Jan. 18th, 2013

The Ontario Superior Court has determined that there is insufficient evidence to find three former Nortel executives guilty of fraud and "cooking" the books. And the cyberverse is all a-Twitter with 140-character textbytes declaiming the injustice of it all.

But the job of the courts is to decide the cases that are brought before them. It's not to "send a message" that mistakes are always criminal in nature if they have repercussions for the little guy or that ignorance of the future is no excuse.
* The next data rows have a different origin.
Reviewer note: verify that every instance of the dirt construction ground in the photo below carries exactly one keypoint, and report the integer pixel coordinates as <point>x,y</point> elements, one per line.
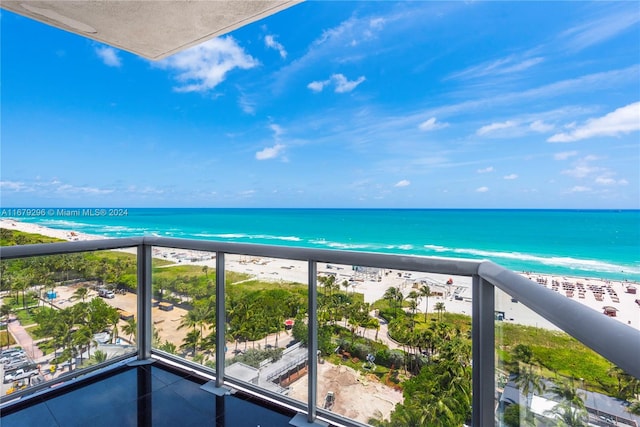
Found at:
<point>356,396</point>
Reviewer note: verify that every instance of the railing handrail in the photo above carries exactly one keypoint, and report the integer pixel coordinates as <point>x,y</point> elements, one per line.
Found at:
<point>452,266</point>
<point>617,342</point>
<point>609,337</point>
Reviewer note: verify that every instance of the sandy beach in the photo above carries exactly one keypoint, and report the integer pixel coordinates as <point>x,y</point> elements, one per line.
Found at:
<point>357,396</point>
<point>595,293</point>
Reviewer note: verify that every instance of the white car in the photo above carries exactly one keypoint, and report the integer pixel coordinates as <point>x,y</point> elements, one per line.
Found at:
<point>11,376</point>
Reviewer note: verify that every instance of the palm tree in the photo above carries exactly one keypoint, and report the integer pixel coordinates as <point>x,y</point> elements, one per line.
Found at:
<point>395,297</point>
<point>191,341</point>
<point>425,291</point>
<point>81,293</point>
<point>99,356</point>
<point>130,328</point>
<point>345,285</point>
<point>169,347</point>
<point>529,382</point>
<point>440,308</point>
<point>570,411</point>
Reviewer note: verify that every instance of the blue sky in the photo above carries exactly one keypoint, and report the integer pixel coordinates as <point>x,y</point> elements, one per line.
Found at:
<point>335,104</point>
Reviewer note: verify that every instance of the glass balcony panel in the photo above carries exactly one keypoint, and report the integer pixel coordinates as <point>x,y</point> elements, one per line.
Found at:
<point>546,377</point>
<point>64,313</point>
<point>266,302</point>
<point>183,304</point>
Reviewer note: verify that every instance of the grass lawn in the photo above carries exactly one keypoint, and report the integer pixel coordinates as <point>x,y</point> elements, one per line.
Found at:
<point>6,339</point>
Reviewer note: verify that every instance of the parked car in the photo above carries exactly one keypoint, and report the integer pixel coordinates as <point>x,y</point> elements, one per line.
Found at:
<point>12,375</point>
<point>106,293</point>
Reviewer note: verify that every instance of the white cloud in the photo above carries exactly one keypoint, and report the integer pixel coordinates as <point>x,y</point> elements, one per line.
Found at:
<point>579,189</point>
<point>247,105</point>
<point>13,186</point>
<point>581,170</point>
<point>600,29</point>
<point>540,126</point>
<point>270,152</point>
<point>508,65</point>
<point>495,126</point>
<point>608,180</point>
<point>109,56</point>
<point>432,124</point>
<point>318,86</point>
<point>270,42</point>
<point>342,84</point>
<point>277,130</point>
<point>621,121</point>
<point>72,189</point>
<point>565,155</point>
<point>203,67</point>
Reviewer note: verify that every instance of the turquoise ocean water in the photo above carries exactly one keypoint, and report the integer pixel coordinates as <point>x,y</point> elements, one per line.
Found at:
<point>589,243</point>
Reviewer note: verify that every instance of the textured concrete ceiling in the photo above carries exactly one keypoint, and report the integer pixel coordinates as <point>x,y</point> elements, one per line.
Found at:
<point>149,28</point>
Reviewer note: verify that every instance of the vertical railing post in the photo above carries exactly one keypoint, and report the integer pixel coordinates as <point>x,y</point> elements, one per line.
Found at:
<point>313,341</point>
<point>221,326</point>
<point>483,352</point>
<point>144,302</point>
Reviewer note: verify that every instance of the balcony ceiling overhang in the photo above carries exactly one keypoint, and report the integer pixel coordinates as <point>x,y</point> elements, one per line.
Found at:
<point>152,29</point>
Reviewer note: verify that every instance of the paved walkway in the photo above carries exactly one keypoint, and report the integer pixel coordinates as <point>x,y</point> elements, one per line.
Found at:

That said, there are a lot of former Nortel employees and pensioners who have legitimate grievances. I was shocked and outraged a few years back to learn that these people who had been promised decent wages and pensions (which of course they themselves were paying into) would be unable to collect more than a fraction of what they were owed. Surely, I thought, companies in a first-world country must be required to have bankruptcy insurance and some sort of insurance or backing to their pension investments. And surely former employees should be preferred creditors in the event of a corporate failure. After all, BNR (Bell Northern Research) and Northern Telecom were considered rock-solid in the 1980s. It seemed EVERYONE wanted to work for them, and quite a few people I knew actually did! It wouldn't have taken a huge risk-taking insurance company to back them.

Apparently my assumptions were hopelessly naive. Of course, employees of Silicon Valley (whether north or south) have always been more ruggedly individualistic than employees of that other major Ottawa employer, the federal government. In the 1980s, hi-tech tended to be a young men's game, and these hotshot young geeks were willing to put in 20-hour days, dreaming of retirement at 30 or 35, investing their considerable earnings in whatever (dot-coms?), not to mention taking advantage of their stock options and living on the proceeds of the soaring share prices. Unions? Who needs them, they said!

Still, if you were going to go the high-tech route, BNR and Nortel were considered to be pretty "safe", conservative career choices. They were huge companies with a diversity of opportunities in research and development. Their library had a good reputation too!

Now that the era of the Organization Man is long-gone, at least in the western world, we are going to have to keep moving towards portable benefit packages that don't rely on years of service with one particular organization. We do have some of that, of course - CPP, EI, parental benefits and so on. Enrichment of the CPP would be a good next step towards the goal as well. Even the idea of pooled retirement pension funds may have a role to play, though not in my view a central one.

It's discouraging, however, to see governments actually REVERSING course on certain things - McGuinty bringing back health care premiums (though administered differently) which a previous Ontario Liberal government had abolished; the feds cancelling severance for their own employees, making them wait longer for their pensions, and mutterings about switching from a defined-benefit to a defined contribution pension scheme - to name just a few.

Meanwhile, I'll continue to root for those poor ex-Nortel employees!